Alkoxy radicals in the gaseous phase: β-scission reactions and formation by radical addition to carbonyl compounds

The structures and reactivities of the alkoxy radicals methoxy (CH ₃O·), ethoxy (CH₃CH₂O·), 1-propoxy (CH₃CH₂CH₂O·), 2-propoxy ((CH₃)₂CHO·), 2-butoxy (CH₃CH ₂CH(CH₃)O·), tert-butoxy ((CH₃) ₃CO·), prop-2-enoxy (CH₂=CHCH₂O· ), and but-3-en-2-oxy (CH₂=CHCH(CH₃)O·) have been investigated at the B3-LYP/6-31G(d) and CBS-RAD levels of theory. Enthalpies of formation (Δ_fH₂₉₈^o) were calculated with CBS-RAD for all the alkoxy radicals, the carbonyl and radical products of β-scission reactions, and the transition structures leading to them. The mean absolute deviation between the predicted and available experimental Δ_fH₂₉₈^o values is 5.4 kJ mol ^-1. Eyring (ΔH₀‡, ΔH ₂₉₈‡, ΔG₂₉₈‡) and Arrhenius (log A, E_a) activation parameters for both the forward (β-scission) and reverse (radical addition to carbonyl) pathways were calculated.
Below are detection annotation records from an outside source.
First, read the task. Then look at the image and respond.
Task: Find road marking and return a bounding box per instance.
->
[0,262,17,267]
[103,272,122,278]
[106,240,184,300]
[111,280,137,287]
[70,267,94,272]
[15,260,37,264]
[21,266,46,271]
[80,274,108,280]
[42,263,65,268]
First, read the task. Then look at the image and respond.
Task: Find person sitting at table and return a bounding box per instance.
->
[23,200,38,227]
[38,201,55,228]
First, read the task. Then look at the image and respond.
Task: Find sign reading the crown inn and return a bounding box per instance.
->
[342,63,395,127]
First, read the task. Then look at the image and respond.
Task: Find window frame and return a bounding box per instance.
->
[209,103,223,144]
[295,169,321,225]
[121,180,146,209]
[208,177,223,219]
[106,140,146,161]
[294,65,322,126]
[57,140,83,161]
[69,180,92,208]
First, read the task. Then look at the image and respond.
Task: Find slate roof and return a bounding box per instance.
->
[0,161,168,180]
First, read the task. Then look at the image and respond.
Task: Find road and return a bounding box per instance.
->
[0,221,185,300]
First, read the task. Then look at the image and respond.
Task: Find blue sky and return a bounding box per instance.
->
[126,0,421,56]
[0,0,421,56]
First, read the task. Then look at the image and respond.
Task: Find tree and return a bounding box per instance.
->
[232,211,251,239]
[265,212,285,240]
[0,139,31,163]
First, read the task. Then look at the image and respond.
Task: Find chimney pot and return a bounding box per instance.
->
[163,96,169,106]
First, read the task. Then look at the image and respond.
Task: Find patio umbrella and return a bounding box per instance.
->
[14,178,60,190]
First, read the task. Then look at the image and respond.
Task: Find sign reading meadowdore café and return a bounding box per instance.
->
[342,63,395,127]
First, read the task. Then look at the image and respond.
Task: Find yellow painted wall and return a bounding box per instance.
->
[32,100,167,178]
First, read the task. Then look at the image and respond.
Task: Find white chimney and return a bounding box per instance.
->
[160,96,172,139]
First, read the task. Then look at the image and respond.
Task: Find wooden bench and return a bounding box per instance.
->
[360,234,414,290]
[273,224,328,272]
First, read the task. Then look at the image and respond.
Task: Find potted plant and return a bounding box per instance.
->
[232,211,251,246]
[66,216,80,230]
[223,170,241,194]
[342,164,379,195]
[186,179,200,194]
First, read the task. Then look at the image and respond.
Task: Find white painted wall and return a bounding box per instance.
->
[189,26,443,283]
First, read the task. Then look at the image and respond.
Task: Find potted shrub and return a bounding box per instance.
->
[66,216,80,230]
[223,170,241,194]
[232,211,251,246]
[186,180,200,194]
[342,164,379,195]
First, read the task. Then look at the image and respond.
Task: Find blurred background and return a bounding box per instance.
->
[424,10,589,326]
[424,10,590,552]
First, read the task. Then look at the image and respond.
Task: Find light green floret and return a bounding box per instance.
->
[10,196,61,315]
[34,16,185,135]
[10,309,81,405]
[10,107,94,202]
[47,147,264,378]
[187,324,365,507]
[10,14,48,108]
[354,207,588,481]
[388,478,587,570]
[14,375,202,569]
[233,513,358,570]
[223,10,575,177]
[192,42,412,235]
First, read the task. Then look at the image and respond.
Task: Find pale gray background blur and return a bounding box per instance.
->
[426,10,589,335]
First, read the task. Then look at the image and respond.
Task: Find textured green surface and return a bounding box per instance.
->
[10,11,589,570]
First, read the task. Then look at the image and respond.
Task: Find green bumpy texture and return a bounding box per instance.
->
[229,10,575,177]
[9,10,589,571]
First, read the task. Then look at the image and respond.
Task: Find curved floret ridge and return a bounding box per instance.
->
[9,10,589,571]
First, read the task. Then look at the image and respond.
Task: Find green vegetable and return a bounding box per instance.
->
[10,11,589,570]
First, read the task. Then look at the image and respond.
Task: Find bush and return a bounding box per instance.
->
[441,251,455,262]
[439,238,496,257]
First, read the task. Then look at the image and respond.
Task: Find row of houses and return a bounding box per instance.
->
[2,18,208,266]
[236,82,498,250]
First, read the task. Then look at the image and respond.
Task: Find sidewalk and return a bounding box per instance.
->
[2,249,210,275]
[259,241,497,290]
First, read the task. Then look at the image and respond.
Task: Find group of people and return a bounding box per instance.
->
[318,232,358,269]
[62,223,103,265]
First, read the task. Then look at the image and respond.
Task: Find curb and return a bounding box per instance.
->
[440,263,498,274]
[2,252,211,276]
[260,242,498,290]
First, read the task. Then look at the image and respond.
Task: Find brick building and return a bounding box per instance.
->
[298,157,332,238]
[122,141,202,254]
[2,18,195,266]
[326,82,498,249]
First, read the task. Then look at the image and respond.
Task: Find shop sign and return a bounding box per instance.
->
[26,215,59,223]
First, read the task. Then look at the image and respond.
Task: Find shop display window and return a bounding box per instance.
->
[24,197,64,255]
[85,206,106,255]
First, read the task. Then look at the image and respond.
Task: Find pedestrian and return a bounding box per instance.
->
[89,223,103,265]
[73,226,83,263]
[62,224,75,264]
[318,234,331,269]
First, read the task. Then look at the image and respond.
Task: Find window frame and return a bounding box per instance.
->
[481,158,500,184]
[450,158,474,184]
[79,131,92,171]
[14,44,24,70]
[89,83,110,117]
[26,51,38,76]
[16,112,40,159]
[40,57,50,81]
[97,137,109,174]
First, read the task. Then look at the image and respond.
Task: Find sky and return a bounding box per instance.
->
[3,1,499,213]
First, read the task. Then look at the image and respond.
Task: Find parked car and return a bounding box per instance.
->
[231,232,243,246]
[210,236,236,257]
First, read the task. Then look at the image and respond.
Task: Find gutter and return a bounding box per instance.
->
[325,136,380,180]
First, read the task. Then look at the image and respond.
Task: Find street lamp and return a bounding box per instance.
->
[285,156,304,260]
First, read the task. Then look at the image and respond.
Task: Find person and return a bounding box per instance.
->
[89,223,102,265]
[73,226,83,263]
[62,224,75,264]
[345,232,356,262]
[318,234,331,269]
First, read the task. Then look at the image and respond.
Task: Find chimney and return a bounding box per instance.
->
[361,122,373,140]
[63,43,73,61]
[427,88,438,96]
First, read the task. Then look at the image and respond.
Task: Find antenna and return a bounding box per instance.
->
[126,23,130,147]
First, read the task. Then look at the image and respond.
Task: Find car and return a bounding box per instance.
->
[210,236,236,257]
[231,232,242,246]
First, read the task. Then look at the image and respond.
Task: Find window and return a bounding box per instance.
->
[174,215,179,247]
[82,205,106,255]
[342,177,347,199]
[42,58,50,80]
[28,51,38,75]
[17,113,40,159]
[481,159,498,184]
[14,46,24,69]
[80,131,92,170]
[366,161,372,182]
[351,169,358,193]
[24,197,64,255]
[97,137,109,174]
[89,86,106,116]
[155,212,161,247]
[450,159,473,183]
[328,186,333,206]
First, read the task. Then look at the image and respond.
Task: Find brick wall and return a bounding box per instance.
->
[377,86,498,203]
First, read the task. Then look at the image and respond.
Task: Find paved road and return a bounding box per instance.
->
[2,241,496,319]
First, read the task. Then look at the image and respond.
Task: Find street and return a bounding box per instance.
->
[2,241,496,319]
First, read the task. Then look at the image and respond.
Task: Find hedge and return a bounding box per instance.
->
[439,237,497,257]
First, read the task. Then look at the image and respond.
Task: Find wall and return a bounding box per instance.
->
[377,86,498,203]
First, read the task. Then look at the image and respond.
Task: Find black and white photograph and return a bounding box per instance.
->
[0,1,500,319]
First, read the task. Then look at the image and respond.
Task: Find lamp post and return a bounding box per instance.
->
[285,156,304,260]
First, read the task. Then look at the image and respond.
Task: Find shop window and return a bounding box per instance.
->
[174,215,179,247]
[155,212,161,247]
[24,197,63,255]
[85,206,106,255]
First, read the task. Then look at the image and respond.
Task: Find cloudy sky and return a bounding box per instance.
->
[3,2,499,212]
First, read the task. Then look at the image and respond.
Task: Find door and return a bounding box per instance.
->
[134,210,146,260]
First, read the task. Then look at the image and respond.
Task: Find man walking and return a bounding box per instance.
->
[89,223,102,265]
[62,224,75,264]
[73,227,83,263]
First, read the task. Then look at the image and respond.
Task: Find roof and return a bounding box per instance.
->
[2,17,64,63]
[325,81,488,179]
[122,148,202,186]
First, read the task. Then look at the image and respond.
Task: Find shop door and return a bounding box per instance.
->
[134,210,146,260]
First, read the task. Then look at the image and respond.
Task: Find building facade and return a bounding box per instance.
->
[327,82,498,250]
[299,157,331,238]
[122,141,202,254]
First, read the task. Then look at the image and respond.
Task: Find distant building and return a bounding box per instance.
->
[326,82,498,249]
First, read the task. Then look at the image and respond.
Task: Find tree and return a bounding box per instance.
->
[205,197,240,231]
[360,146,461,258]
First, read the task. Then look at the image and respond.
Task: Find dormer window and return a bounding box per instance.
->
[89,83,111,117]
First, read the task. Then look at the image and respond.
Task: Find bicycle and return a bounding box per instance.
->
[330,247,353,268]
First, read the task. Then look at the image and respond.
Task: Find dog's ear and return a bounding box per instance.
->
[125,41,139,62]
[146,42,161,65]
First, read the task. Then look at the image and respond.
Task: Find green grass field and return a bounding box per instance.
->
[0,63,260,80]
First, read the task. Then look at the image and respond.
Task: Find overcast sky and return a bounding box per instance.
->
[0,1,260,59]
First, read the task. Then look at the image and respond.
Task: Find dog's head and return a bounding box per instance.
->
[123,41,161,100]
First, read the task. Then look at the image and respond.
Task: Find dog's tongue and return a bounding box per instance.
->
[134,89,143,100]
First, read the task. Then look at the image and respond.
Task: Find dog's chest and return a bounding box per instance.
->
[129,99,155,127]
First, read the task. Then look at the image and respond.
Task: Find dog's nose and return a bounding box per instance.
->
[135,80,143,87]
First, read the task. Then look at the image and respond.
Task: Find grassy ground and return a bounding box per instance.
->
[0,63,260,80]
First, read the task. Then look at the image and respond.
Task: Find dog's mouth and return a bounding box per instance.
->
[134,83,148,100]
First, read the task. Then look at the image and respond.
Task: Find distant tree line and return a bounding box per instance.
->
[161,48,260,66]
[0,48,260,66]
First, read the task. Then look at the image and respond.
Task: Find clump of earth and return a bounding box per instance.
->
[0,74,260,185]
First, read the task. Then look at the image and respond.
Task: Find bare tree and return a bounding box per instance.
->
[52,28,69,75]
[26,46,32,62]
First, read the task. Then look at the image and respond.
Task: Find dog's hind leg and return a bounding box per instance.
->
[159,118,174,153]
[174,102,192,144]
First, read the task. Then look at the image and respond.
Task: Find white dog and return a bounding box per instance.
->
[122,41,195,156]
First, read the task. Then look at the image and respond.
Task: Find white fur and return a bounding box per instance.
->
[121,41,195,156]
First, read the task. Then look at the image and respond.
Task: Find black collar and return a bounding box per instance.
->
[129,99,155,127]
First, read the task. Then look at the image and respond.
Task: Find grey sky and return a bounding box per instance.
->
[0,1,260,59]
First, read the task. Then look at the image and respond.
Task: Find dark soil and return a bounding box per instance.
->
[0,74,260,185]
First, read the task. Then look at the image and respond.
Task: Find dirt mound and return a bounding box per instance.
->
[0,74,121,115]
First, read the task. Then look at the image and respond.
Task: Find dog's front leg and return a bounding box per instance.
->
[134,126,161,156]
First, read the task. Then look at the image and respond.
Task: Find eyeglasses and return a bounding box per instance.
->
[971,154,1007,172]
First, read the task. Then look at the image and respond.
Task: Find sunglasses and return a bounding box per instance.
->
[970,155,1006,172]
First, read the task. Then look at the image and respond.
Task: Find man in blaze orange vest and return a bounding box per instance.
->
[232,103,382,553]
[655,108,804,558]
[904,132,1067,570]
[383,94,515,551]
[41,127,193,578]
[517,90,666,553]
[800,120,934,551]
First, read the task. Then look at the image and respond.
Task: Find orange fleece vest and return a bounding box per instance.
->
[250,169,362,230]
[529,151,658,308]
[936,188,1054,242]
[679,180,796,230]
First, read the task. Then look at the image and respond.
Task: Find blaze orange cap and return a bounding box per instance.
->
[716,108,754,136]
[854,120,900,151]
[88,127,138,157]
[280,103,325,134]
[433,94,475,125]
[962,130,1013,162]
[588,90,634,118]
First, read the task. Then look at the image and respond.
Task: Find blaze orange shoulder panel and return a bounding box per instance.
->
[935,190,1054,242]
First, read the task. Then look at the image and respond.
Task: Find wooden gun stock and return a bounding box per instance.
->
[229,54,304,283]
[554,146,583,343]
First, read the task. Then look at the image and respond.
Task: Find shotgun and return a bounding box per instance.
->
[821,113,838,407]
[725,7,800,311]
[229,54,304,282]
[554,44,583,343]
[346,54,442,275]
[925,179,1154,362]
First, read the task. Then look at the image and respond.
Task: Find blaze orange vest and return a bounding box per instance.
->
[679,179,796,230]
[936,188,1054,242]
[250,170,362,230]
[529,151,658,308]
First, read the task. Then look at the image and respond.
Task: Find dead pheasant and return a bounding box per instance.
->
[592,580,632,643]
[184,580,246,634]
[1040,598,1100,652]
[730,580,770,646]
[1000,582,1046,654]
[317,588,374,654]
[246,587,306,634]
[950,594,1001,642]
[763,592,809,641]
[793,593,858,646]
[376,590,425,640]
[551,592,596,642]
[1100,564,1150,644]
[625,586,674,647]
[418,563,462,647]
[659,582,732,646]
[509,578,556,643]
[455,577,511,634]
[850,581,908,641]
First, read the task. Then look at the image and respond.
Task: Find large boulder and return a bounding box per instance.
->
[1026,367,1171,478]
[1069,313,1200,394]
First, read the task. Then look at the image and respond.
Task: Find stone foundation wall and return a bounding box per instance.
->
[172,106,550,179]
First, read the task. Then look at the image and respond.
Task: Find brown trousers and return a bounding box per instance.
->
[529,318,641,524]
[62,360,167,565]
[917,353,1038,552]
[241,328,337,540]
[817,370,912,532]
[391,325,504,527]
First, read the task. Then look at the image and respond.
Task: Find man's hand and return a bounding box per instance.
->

Agreement with available experimental data is very good, generally within 1-5 kJ mol ^-1 for E_a, and 0.5 for log A. The transition structures are found to be substantially polarized, with the departing radical slightly positive, the O atom negative, and the rest of the molecule positive. The barriers for the β-scission reactions decrease with decreasing endothermicity and with decreasing ionization energy of the departing radical.